BEIRUT -- Gathering confidence after flushing rebels from strongholds in the north, the Syrian government on Wednesday launched its biggest raid in months on the southern city of Daraa, where the uprising against President Bashar Assad began a year ago, opposition activists said.
The activists feared that the government was emboldened after having seized most of the northern city of Idlib on Tuesday, amid faltering international efforts to stop the violence, and had turned its attention to crushing centers of the rebellion in the south as the symbolically important one-year mark of the uprising approached.
Today is the anniversary of protests in Daraa that followed the killing of schoolchildren who had scrawled anti-government graffiti. Those demonstrations turned what had been sporadic protests into a nationwide uprising that has become the most deadly of the Arab revolts.
There have been regular clashes in Daraa, but "today the situation is different," with about 150 tanks and many busloads of security forces sweeping the city from the west, said anti-government activist Anwar Fares, reached by phone in the city. "It is the most violent military raid on Daraa since April 25," he said.
"It seems they want to have a situation similar to Idlib and Homs," Mr. Fares added, referring to cities where the government forced armed rebels from their strongholds. But unlike those cities, Daraa lacks a strong presence of the Free Syrian Army, the main armed opposition group made up of defecting soldiers and other fighters. Rebels have not held entire neighborhoods in Daraa, as they did in the north.
Mr. Fares lamented that Mr. Assad seemed to feel that he has a freer hand in recent weeks. "He is taking his sweet time," he said.
Activists said the Syrian army's tanks and artillery units also shelled some areas in and around the cities of Idlib and Homs on Wednesday, the second day of heavy barrages, suggesting that pockets of anti-government resistance remained entrenched in those areas despite government claims of total control.
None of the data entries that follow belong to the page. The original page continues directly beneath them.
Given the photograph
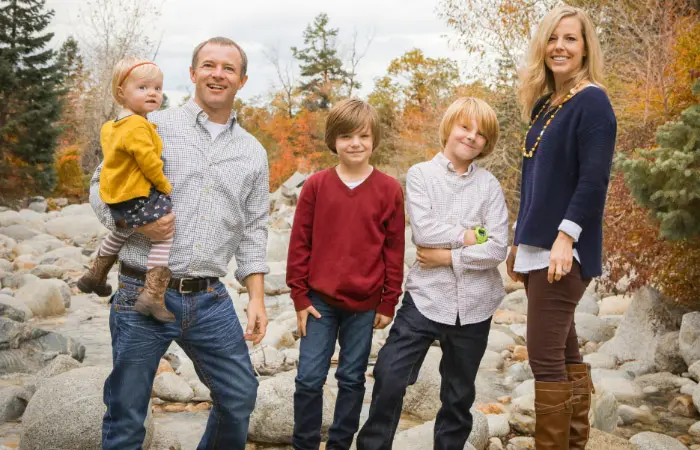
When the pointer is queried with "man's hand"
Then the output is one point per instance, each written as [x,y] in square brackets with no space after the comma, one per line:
[160,230]
[434,257]
[303,316]
[257,321]
[381,321]
[561,257]
[510,264]
[469,238]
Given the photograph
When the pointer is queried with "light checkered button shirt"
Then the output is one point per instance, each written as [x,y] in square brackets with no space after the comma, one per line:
[220,197]
[442,204]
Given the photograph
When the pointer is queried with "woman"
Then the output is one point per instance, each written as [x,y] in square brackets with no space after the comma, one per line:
[558,237]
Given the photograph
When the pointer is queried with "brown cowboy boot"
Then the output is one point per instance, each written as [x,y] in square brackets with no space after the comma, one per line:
[580,377]
[151,301]
[95,280]
[553,414]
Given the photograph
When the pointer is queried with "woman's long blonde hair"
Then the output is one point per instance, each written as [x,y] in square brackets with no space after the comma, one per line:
[536,79]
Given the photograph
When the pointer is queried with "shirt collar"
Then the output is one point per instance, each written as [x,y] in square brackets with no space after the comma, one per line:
[445,163]
[199,116]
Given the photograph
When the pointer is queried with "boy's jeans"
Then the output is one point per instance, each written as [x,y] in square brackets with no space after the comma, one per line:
[353,330]
[207,329]
[398,364]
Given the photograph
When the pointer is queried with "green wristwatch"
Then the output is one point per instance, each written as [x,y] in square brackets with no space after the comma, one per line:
[481,235]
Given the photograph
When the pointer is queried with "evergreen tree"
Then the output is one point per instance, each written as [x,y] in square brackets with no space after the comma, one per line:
[667,179]
[320,65]
[30,91]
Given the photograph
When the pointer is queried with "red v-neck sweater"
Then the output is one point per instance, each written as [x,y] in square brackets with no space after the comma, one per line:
[348,244]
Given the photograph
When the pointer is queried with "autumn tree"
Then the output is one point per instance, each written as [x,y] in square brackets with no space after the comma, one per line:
[320,65]
[30,91]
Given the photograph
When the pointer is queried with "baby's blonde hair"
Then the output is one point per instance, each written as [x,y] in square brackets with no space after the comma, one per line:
[125,69]
[470,108]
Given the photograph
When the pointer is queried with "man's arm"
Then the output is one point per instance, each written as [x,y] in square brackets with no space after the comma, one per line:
[428,232]
[492,252]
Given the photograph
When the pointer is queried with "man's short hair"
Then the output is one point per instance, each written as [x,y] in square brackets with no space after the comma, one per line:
[225,42]
[465,109]
[348,116]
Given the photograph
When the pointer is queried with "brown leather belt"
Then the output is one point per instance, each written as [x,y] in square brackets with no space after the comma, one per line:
[182,285]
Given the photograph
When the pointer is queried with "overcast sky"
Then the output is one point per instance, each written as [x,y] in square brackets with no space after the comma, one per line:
[397,26]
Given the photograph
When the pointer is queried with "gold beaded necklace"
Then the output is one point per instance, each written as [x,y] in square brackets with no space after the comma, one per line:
[528,154]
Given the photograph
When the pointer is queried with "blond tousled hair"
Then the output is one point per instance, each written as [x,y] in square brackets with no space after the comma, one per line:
[121,73]
[348,116]
[465,109]
[224,42]
[535,77]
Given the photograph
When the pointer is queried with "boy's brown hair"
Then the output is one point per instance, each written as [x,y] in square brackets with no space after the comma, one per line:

At least 30 people were killed in the Idlib shelling alone, according to activist statements and interviews. Syria's restriction on foreign news coverage of the conflict made it impossible to independently corroborate their accounts.
The latest military moves came as Amnesty International claimed in a new report that Syrians detained in the crackdown, which the United Nations says has claimed some 7,500 lives, had been "thrust into a nightmarish world of systemic torture," the scale of which had not been witnessed for decades.
The report, made public Wednesday, documented 31 methods of torture, described by witnesses or victims to Amnesty International researchers in Jordan in February, the report said. The descriptions "indicate that detainees are at most risk when being interrogated," some of them forced into vehicle tires and others manacled and suspended so that only the tips of the toes touch the floor.
Ann Harrison, an Amnesty International official, said "a system of detention and interrogation" seemed "intended primarily to degrade, humiliate and terrify its victims into silence."